# Secant Angles in a Circle II

Secant is another name for a transversal. It's a straight line that crosses another shape of interest. Secants that cross a circle have many different properties. Below, our concern is with the angles formed by two secants that meet in a point, say, A. Such angles are appropriately called secant angles. In the applet, the lines can be dragged parallel to themselves or rotated around the points next to the applets' border. (The applet and the taken approach have been suggested by Stuart Anderson.)

With the exception of the case where A lies on the circle, the secant angle intercepts two arcs on the circle: BC and DE, in the applet. The secant angle equals half the sum of the angular measure of the two arcs (for A inside the circle) or half their difference (for A outside the circle). In the case where one of the secants is tangent to the circle, A still lies outside the circle and the angle intercepts two arcs. The angle is half their difference, as before.

### This applet requires Sun's Java VM 2 which your browser may perceive as a popup. Which it is not. If you want to see the applet work, visit Sun's website at https://www.java.com/en/download/index.jsp, download and install Java VM and enjoy the applet.

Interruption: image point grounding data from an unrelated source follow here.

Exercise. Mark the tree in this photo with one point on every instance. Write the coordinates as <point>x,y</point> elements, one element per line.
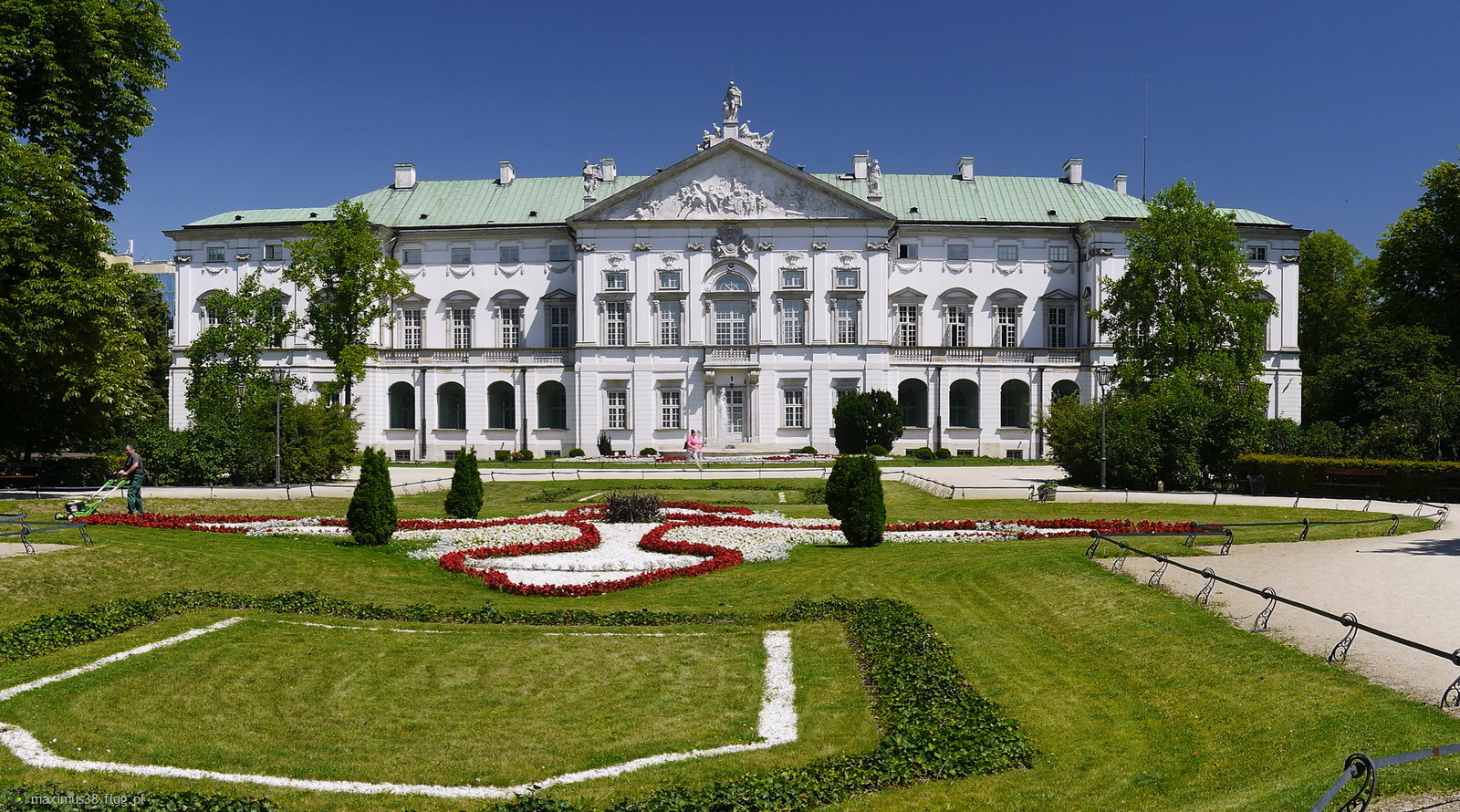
<point>861,420</point>
<point>371,515</point>
<point>464,498</point>
<point>1420,259</point>
<point>75,78</point>
<point>1187,297</point>
<point>350,285</point>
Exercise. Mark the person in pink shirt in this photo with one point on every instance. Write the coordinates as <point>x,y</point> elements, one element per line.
<point>693,446</point>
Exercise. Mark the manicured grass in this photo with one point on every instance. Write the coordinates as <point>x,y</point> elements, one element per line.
<point>1135,698</point>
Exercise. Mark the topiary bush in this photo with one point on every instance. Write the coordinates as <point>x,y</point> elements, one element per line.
<point>464,498</point>
<point>371,517</point>
<point>854,497</point>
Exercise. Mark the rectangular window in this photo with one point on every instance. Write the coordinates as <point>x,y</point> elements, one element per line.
<point>511,328</point>
<point>847,321</point>
<point>618,410</point>
<point>793,321</point>
<point>462,328</point>
<point>671,314</point>
<point>559,326</point>
<point>617,323</point>
<point>669,408</point>
<point>795,408</point>
<point>412,328</point>
<point>958,326</point>
<point>1058,320</point>
<point>1006,326</point>
<point>907,325</point>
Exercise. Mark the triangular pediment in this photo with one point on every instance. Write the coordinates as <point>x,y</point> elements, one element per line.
<point>730,182</point>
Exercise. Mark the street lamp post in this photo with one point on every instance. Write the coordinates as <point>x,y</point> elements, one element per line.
<point>1102,380</point>
<point>277,372</point>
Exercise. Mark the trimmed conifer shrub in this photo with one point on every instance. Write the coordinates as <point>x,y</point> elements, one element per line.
<point>854,497</point>
<point>371,515</point>
<point>464,498</point>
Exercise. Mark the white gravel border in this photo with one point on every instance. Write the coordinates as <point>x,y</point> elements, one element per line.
<point>777,724</point>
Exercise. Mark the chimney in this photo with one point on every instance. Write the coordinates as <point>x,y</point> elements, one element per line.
<point>405,175</point>
<point>1075,172</point>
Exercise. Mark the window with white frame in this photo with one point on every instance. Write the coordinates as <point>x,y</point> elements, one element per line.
<point>846,318</point>
<point>795,401</point>
<point>1058,326</point>
<point>460,328</point>
<point>559,326</point>
<point>617,323</point>
<point>412,328</point>
<point>793,321</point>
<point>511,318</point>
<point>907,325</point>
<point>618,413</point>
<point>956,325</point>
<point>671,318</point>
<point>1006,326</point>
<point>669,410</point>
<point>732,323</point>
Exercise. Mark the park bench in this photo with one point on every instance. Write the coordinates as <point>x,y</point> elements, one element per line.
<point>1369,481</point>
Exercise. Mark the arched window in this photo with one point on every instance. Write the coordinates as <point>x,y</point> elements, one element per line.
<point>452,405</point>
<point>912,398</point>
<point>402,405</point>
<point>501,410</point>
<point>963,403</point>
<point>1014,405</point>
<point>552,405</point>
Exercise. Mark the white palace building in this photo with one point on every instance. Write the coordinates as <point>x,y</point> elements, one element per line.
<point>729,292</point>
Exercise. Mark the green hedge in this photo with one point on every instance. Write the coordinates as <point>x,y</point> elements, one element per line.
<point>934,724</point>
<point>1409,481</point>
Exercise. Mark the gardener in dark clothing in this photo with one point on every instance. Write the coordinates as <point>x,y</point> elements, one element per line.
<point>133,472</point>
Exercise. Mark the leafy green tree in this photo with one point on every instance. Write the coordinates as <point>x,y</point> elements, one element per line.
<point>866,418</point>
<point>1420,260</point>
<point>464,498</point>
<point>1187,298</point>
<point>371,515</point>
<point>350,285</point>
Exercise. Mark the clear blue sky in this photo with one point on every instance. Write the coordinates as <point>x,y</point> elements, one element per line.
<point>1320,114</point>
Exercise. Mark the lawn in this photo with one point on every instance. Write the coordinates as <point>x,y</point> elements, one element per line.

 What if applet does not run?

(A more traditional approach appears elsewhere.)

A key observation here is that we know up front that in some cases our statement is correct. Indeed, if the two lines cross at the center of the circle, they form a central angle whose measure is, by definition, the measure of the subtending arc. If we consider a pair of vertical angles, each of them will be equal to half the sum of the two arcs cut off by the straight lines.

Now, shift one of the lines so as to keep it parallel to its original position. This operation will not change the angle between the two lines. The arcs cut off by the two will however change. They will change by the same angular measure. Sometimes they will both grow or shrink and sometimes one of them will grow, while the other will decrease. The applet helps surmise when each of the cases takes place.

The important observation is that a parallel translation of a line does not violate the relationship between the angle and the cut-off arcs. The latter statement is true for small translations. To make it true universally, it is convenient to introduce the notion of a directed (or signed) arc.

To this end a direction (orientation) is chosen on the circle. It is either clockwise or anticlockwise. A circular arc is defined by two points of which is selected as the beginning and the other as the end of the arc. Such designation induces a direction on the arc: "from the beginning to the end". If this direction agrees with that of the circle, the arc's angular measure is considered positive. If the direction does not agree with the orientation of the circle, the arc's angular measure is considered negative.

In the context of the argument below, one of the chords is selected to be the "first", the other the "second". The arcs they form are measured from a point of intersection with the circle of the first line to the point of intersection of the second line. Thus, for example, if the two secants meet inside the circle, the two chords they form have the same signs. If the secants meet outside the circle, the two chords are of different signs.

In S. Anderson's words:

Let chords BD and CE cross at A (inside or outside the circle), and let them meet at a fixed angle theta. Then the sum of the (signed) arcs BC and DE is independent of the location of A.

Proof: Let B'D' be a new chord parallel to BD, meeting CE at A'. Then the (unsigned) arcs BB' and DD' are equal by symmetry around the common perpendicular bisector of BD and B'D'. But one of these arcs is added and one is removed from the arcs BC and DE to form arcs B'C and D'E. Therefore the sum of the arcs remains constant.

Similarly, one can move chord CE to a new position, causing A to slide along BD. The requirement that BD and CE be chords means that A must lie within a circumscribed parallelogram with sides parallel to BD and CE. Within this region, the two chord-sliding operations clearly suffice to move A from any point to any other point, therefore the sum of signed arcs is constant as required. QED

I specifically wanted to prove this without using the theorem that inscribed angles subtending the same arc are equal, because this is a simple consequence of the general result, and I wanted a "pure" proof. On the other hand, this would make a good example of a special case being equivalent to the general case.

General implies Special: Move A first to the center and second to the periphery of the circle. At the periphery, one arc vanishes, say, DE. Then arc BC is equal to the sum of the arcs found with A at the circle center, which are equal by symmetry. Therefore a given inscribed angle subtends twice the arc of the equal central angle.

Special implies General: Construct the extra line CD. Then angle DCE subtends arc DE and angle BDC subtends arc BC. Considering the triangle CAD and the two pairs of vertical angles at A shows that angle DCE + BDC = BAC = DAE. Therefore by the special case, an angle equal to BAC placed at the circle center would subtend an arc equal to half the sum of arcs BC and DE. Thus placing A at the circle center would cause two equal arcs to be subtended, each equal to half BC + DE. Therefore, the arcs subtended by intersecting chords at any location A sum to the same value as when A is at the circle center, and hence the sum of arcs BC and DE is constant.